On 19/03/2025 16:38, Simon Horman wrote:
On Fri, Mar 14, 2025 at 09:11:32PM +0100, Matthieu Baerts (NGI0) wrote:
When adding a socket option support in MPTCP, both the get and set parts are supposed to be implemented.
IPV6_V6ONLY support for the setsockopt part has been added a while ago, but it looks like the get part got forgotten. It should have been present as a way to verify a setting has been set as expected, and not to act differently from TCP or any other socket types.
Not supporting this getsockopt(IPV6_V6ONLY) blocks some apps which want to check the default value, before doing extra actions. On Linux, the default value is 0, but this can be changed with the net.ipv6.bindv6only sysctl knob. On Windows, it is set to 1 by default. So supporting the get part, like for all other socket options, is important.
Everything was in place to expose it, just the last step was missing. Only new code is added to cover this specific getsockopt(), that seems safe.
Fixes: c9b95a135987 ("mptcp: support IPV6_V6ONLY setsockopt") Cc: stable@vger.kernel.org Closes: https://github.com/multipath-tcp/mptcp_net-next/issues/550 Reviewed-by: Mat Martineau martineau@kernel.org Signed-off-by: Matthieu Baerts (NGI0) matttbe@kernel.org
Hi Matthieu, all,
TBH, I would lean towards this being net-next material rather than a fix for net. But that notwithstanding this looks good to me.
I understand. This patch and the next one target "net" because, with MPTCP, we try to mimic TCP when interacting with the userspace.

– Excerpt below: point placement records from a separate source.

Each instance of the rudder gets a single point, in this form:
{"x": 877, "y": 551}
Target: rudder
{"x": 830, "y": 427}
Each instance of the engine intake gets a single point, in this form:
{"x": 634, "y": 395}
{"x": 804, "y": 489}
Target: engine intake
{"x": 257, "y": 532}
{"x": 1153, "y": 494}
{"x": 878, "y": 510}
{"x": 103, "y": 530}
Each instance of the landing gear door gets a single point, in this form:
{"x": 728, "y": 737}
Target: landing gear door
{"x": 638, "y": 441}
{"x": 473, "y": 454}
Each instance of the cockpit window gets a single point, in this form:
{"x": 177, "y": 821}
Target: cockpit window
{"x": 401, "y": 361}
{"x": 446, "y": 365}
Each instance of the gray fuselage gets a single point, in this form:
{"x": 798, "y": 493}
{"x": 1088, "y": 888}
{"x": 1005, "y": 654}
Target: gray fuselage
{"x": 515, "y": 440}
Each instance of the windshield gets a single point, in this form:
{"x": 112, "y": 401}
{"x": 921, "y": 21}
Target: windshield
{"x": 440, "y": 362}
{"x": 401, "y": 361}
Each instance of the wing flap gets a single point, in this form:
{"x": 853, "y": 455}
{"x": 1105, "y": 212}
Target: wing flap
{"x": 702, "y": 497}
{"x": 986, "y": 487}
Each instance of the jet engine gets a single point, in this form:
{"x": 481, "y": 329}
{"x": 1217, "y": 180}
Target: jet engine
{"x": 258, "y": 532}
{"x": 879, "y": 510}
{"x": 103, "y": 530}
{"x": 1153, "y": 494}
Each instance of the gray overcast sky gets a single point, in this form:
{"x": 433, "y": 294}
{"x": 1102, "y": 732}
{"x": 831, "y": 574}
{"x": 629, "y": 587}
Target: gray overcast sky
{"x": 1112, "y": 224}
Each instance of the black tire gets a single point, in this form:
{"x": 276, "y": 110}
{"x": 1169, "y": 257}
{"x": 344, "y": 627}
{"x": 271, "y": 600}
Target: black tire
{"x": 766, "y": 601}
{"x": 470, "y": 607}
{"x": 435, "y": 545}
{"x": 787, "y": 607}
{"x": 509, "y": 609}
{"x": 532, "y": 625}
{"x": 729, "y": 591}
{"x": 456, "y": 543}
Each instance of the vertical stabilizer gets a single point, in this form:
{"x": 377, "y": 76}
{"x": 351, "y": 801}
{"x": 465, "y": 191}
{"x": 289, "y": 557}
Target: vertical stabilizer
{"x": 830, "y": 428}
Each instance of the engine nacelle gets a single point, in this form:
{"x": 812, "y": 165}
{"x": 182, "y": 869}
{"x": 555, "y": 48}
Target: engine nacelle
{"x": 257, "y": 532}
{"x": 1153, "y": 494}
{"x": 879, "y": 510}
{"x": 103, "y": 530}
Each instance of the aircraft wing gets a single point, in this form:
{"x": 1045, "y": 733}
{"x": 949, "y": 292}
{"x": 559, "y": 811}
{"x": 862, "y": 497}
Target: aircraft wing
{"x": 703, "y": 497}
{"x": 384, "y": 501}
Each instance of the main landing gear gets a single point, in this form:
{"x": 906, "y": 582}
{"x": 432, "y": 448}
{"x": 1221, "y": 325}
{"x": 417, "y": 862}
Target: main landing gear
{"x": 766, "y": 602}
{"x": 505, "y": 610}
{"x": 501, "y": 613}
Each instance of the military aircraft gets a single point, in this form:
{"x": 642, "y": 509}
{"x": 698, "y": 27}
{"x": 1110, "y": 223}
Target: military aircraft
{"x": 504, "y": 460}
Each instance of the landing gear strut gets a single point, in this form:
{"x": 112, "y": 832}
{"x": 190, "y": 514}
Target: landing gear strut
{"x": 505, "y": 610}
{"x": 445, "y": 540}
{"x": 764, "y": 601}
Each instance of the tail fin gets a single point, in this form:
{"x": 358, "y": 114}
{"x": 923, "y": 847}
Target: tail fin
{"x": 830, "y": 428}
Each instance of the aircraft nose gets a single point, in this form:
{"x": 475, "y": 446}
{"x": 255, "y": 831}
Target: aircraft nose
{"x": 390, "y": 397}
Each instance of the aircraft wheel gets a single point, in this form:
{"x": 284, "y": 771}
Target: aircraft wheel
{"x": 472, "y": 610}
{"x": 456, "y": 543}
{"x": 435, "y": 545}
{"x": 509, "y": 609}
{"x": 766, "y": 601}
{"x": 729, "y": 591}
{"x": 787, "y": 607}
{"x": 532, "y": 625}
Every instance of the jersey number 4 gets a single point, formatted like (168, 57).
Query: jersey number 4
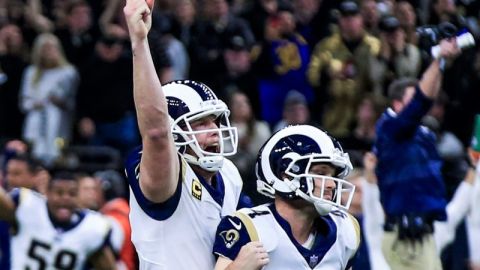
(64, 259)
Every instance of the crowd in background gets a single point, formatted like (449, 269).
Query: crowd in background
(66, 81)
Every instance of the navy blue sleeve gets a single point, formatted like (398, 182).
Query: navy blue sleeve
(231, 236)
(157, 211)
(408, 120)
(244, 201)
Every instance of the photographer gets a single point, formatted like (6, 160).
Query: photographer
(409, 176)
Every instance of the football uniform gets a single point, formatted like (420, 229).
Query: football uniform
(39, 244)
(333, 246)
(179, 233)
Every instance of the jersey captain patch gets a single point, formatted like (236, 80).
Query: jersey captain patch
(197, 189)
(230, 237)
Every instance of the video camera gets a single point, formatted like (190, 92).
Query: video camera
(429, 37)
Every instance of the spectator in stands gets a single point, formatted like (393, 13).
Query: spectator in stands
(209, 39)
(48, 91)
(409, 176)
(405, 13)
(363, 133)
(295, 111)
(282, 65)
(237, 72)
(182, 19)
(339, 70)
(371, 16)
(397, 57)
(79, 34)
(105, 96)
(13, 60)
(252, 134)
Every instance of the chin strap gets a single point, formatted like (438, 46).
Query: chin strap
(211, 164)
(322, 208)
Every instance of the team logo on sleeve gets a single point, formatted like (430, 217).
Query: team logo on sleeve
(197, 189)
(230, 237)
(313, 261)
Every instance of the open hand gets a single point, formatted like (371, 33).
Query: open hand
(252, 256)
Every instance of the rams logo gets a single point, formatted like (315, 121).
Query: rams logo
(230, 237)
(196, 189)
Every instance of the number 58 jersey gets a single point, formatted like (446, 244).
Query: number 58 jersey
(38, 244)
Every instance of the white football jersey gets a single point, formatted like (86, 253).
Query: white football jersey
(331, 251)
(38, 244)
(179, 233)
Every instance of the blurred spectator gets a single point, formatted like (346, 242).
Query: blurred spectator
(209, 39)
(237, 72)
(397, 58)
(252, 134)
(339, 68)
(313, 19)
(49, 86)
(115, 206)
(13, 60)
(105, 97)
(112, 20)
(162, 61)
(363, 134)
(183, 18)
(282, 65)
(408, 161)
(257, 12)
(371, 16)
(407, 17)
(295, 111)
(79, 34)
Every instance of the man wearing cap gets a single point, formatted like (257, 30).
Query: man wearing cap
(338, 67)
(397, 58)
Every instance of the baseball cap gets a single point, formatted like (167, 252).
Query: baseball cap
(389, 23)
(348, 8)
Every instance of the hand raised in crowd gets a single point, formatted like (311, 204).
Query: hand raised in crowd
(251, 256)
(138, 14)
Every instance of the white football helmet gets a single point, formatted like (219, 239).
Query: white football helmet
(189, 101)
(292, 151)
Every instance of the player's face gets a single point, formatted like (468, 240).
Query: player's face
(62, 199)
(326, 170)
(18, 174)
(208, 141)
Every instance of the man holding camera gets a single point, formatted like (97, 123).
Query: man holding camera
(409, 176)
(397, 57)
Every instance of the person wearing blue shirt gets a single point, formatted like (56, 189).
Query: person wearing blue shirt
(411, 185)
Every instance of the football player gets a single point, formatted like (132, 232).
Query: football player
(307, 226)
(51, 233)
(181, 184)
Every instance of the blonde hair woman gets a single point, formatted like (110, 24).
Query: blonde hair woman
(48, 98)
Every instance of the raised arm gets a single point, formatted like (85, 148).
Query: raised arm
(432, 77)
(159, 166)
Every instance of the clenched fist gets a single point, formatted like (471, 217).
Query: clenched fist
(138, 14)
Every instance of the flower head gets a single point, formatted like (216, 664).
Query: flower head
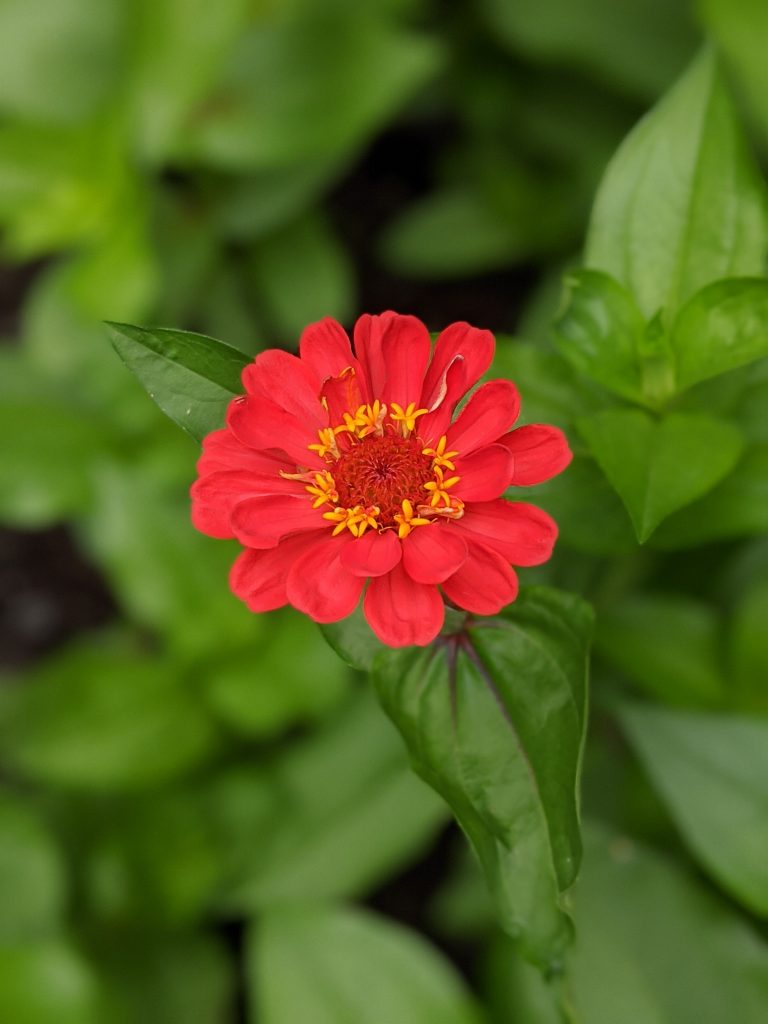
(342, 470)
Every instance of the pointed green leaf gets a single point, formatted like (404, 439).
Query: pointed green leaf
(657, 466)
(190, 377)
(494, 720)
(737, 507)
(721, 328)
(343, 966)
(600, 332)
(712, 770)
(681, 204)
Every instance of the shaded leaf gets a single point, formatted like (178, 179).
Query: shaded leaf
(343, 966)
(657, 466)
(494, 720)
(681, 204)
(721, 328)
(711, 771)
(190, 377)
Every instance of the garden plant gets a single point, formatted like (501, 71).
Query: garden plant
(384, 492)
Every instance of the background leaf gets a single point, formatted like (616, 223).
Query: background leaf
(711, 771)
(190, 377)
(720, 329)
(338, 966)
(681, 170)
(657, 466)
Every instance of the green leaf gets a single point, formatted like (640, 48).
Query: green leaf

Not supporting "getsockopt(IPV6_V6ONLY)" breaks some legacy apps forced to use MPTCP instead of TCP. These apps apparently "strangely" check this "getsockopt(IPV6_V6ONLY)" before changing the behaviour with "setsockopt(IPV6_V6ONLY)" which is supported for a long time. The "get" part should have been added from the beginning, and I don't see this patch as a new feature. Because it simply sets an integer like most other "get" options, it seems better to target net and fix these apps ASAP rather than targeting net-next and delay this "safe" fix.
If that's OK, I would then prefer if these patches are applied in "net". Or they can be applied in "net-next" if we can keep their "Cc: stable" and "Fixes" tags, but that looks strange.